McCarthy looked across the dam, where the sun was gleaming off the mud banks and turning the surface of the water into a dark mirror. Despite the disruption of the past week, he found the scene peaceful – but it was the peace of desertion, a place abandoned, where the water-birds swam undisturbed beside the overgrown
allotments and the shuttered silence of Shepherd Wheel.

The two men walked along the side of the dam. Draper looked down at the mud, marked with the prints of the water-birds, emerald green with new moss, littered with twigs fallen from the trees, soft-drink cans, sweet papers. They went down the steps at the far end of the dam and round the front of Shepherd Wheel to reach the entrance to the wheel yard. McCarthy didn’t break the silence. He had a feeling that the other man was mulling something over and he didn’t want to disrupt his train of thought. As they reached the wheel-yard gate, Draper paused with his hand on the padlock. ‘Of course, if you wanted to run water through without moving the wheel, you might think that lowering the level of water in the dam would do it. You’d be wrong, of course.’ He looked up at McCarthy, still fiddling with the key in the lock. ‘It solves your problem about the wheel stopping, though. With the water as low as this, there’d only be enough to turn the wheel for about twenty minutes. If that.’

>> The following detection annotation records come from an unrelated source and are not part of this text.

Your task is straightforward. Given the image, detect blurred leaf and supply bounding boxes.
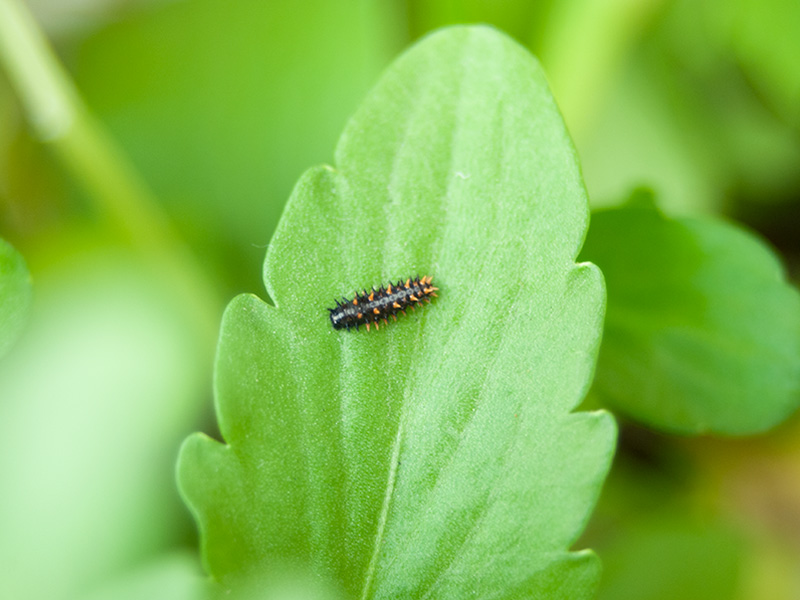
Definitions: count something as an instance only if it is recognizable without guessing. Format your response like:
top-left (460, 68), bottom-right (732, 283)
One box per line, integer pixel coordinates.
top-left (715, 0), bottom-right (800, 129)
top-left (0, 248), bottom-right (205, 600)
top-left (75, 0), bottom-right (404, 289)
top-left (597, 513), bottom-right (744, 600)
top-left (81, 553), bottom-right (206, 600)
top-left (405, 0), bottom-right (553, 45)
top-left (581, 193), bottom-right (800, 434)
top-left (0, 238), bottom-right (31, 356)
top-left (179, 27), bottom-right (615, 599)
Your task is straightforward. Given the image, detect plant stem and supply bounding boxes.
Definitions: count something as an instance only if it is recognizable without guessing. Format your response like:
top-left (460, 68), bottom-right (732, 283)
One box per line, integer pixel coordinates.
top-left (0, 0), bottom-right (220, 348)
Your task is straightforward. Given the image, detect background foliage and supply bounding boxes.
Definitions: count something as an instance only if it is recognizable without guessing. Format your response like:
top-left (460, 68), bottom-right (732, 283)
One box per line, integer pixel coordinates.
top-left (0, 0), bottom-right (800, 600)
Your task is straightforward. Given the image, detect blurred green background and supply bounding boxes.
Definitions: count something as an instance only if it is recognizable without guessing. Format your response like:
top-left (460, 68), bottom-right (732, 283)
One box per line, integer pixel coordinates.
top-left (0, 0), bottom-right (800, 600)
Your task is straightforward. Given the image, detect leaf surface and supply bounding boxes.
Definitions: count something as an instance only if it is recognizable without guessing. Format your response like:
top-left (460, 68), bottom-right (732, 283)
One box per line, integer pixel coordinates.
top-left (0, 238), bottom-right (31, 356)
top-left (582, 197), bottom-right (800, 434)
top-left (179, 27), bottom-right (615, 598)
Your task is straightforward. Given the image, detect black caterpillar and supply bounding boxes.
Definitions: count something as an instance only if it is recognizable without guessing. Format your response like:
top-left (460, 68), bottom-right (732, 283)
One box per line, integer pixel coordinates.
top-left (328, 276), bottom-right (439, 331)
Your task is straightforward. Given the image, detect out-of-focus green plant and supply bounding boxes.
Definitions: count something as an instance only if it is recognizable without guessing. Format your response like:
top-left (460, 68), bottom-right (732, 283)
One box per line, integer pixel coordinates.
top-left (0, 234), bottom-right (31, 356)
top-left (581, 192), bottom-right (800, 434)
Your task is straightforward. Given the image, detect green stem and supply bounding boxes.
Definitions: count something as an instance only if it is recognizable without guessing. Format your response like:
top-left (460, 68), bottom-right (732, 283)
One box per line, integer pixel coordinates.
top-left (0, 0), bottom-right (220, 348)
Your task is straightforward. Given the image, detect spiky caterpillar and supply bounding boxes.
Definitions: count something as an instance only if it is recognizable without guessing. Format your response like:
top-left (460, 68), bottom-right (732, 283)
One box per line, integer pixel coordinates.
top-left (328, 276), bottom-right (439, 331)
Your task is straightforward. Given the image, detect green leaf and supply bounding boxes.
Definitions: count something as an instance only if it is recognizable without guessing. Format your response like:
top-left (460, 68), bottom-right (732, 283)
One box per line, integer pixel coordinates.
top-left (581, 196), bottom-right (800, 434)
top-left (0, 238), bottom-right (31, 356)
top-left (179, 27), bottom-right (615, 598)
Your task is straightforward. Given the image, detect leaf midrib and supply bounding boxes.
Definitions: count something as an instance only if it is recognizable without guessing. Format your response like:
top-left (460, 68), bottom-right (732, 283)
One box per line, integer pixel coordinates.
top-left (361, 419), bottom-right (403, 600)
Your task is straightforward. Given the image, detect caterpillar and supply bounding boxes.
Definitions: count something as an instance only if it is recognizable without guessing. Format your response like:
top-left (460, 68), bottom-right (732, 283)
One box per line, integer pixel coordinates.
top-left (328, 276), bottom-right (439, 331)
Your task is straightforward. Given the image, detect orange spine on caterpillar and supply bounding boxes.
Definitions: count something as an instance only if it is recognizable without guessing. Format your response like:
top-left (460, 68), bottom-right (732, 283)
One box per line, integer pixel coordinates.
top-left (328, 276), bottom-right (439, 331)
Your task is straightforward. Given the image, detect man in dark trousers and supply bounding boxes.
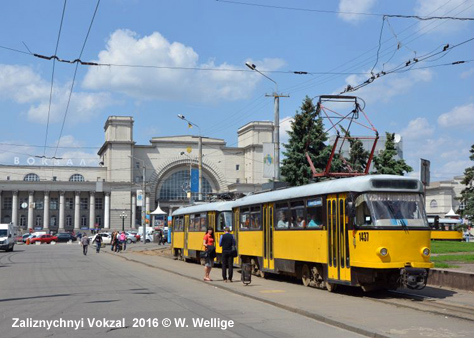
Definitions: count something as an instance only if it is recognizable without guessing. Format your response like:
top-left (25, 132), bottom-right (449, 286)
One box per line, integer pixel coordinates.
top-left (219, 227), bottom-right (235, 283)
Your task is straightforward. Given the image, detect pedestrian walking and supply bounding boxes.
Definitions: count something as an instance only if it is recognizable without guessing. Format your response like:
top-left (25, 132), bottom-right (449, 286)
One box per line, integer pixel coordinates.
top-left (110, 230), bottom-right (118, 252)
top-left (81, 235), bottom-right (90, 256)
top-left (95, 233), bottom-right (102, 253)
top-left (119, 231), bottom-right (127, 251)
top-left (219, 226), bottom-right (235, 283)
top-left (203, 227), bottom-right (216, 282)
top-left (158, 229), bottom-right (163, 245)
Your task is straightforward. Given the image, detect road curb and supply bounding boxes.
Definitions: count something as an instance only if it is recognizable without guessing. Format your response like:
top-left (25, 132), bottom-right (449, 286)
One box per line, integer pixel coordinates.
top-left (428, 269), bottom-right (474, 291)
top-left (108, 252), bottom-right (390, 338)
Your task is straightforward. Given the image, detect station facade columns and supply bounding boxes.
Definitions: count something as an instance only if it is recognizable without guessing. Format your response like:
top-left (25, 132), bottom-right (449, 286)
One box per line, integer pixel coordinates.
top-left (27, 190), bottom-right (35, 229)
top-left (43, 191), bottom-right (49, 230)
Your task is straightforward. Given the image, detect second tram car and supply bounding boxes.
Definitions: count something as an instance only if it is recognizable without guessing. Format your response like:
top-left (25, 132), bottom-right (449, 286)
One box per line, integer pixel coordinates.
top-left (173, 175), bottom-right (433, 291)
top-left (171, 202), bottom-right (233, 261)
top-left (428, 216), bottom-right (463, 241)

It seemed so obvious, McCarthy couldn’t believe he hadn’t thought of it himself. ‘Could that, what did you say, shuttle have been moved accidentally?’ Or could Emma’s death have been carefully planned, rather than the sudden outburst of killing violence that it seemed?

‘It’s never happened before that I know of,’ Draper said doubtfully. ‘It doesn’t shift to a knock.’

Vandals? McCarthy wondered. No, vandals wouldn’t be content with the simple resetting of the level of the dam. They would have torn it apart, destroyed it. For
some reason, the river workings didn’t seem to attract their attention. Draper fiddled with the key and unlocked the padlock. ‘Half these bloody keys don’t work,’ he said. They were in the wheel yard now, and Draper wandered across to look down on the decaying wheel. ‘You know,’ he said, ‘there’s been a mill here since at least 1556.’ He was silent for a moment. ‘She was in there,’ he said, ‘your little girl?’

The phrase sounded strange to McCarthy. A little girl. A drug user. A sexually active woman. A little girl. ‘Yes,’ he said.

‘And the wheel was turning. She’d been pushed in from the inside?’ McCarthy nodded. ‘Pushed into the water, and … The wheel is damaged – I’m surprised it turned.’ McCarthy waited, not feeling the impatience he usually felt when experts waffled their way to the point. He felt as though Draper was putting his thoughts together out loud. ‘There’s a long tail goit here,’ Draper said. ‘The water channels back through a conduit – comes out about fifty metres from the wheel. Small and narrow. When the mill isn’t working, there isn’t enough current to move anything much through it. She’d probably have jammed in there anyway. Maybe he opened the pentrough to wash her into the conduit.’